Convert ellipsoid matrix form to canonical form to sample points on the surface of a 9d ellipsoid

Question

I'm trying to sample points on the surface of a 9 dimensional ellipsoid represented by

$$x^T Mx = 1,\hspace{2cm}x\in \mathcal{R}^9, M\in\mathcal{R}^{9x9}$$

and $M$ is positive symmetric definite.

If it was in the form:

$$(\frac{x_1}{r_1})^2 + (\frac{x_2}{r_2})^2 + ... + (\frac{x_9}{r_9})^2 = 1$$

I would then just sample points randomly, and then scale them as described here: How to generate points uniformly distributed on the surface of an ellipsoid?

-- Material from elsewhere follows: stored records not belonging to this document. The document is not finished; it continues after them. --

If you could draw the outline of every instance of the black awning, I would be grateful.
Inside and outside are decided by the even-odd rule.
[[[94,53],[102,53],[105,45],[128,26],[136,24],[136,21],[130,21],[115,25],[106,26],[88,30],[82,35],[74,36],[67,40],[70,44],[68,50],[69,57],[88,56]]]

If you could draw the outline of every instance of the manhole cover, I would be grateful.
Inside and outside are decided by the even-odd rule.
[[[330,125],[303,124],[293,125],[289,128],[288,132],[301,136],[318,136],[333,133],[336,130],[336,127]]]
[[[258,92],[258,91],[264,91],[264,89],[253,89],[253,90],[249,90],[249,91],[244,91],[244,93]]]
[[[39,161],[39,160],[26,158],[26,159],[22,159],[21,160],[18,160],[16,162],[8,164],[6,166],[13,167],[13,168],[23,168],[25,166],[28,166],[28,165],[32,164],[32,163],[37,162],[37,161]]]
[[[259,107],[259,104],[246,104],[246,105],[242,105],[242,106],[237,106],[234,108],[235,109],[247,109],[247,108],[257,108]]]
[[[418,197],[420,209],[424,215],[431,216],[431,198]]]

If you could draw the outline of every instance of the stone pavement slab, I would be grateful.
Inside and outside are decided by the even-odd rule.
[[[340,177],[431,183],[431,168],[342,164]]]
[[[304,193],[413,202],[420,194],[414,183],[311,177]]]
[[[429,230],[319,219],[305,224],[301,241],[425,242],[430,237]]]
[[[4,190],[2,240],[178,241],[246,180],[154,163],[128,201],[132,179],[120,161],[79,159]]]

Thus, my question is how would I convert the ellipse from matrix form to the equation form in 9 dimensions? I saw a post on how to do it in 3 dimensions related to Euler angles here: How to generate points uniformly distributed on the surface of an ellipsoid? but I have no idea how to extend that to 9 dimensions.

Answer 1

Since $M$ is symmetric PD, we can work out (numerically or symbolically) the eigendecomposition $M= QDQ^{-1}$ where $Q$ is orthogonal and $D$ contains the positive eigenvalues of $M$. Hence we can write $$x^T M x=(Qx)^T D Q x=\lambda_1 y_1^2+\lambda_2 y_2^2+\cdots+\lambda_9 y_9^2 =1.$$ But this is exactly the form you know how to solve, with $r_k =\lambda_k^{-1/2}>0$ for all $k$. Moreover, the orthogonality of the matrix $Q$ means that all we've done is a global rotation (up to a possible reflection) which doesn't affect the uniformity of the point distribution. So it suffices to generate points with respect to $y\in \mathcal{R}^9$ and back-transform via $x=Q^{-1}y$.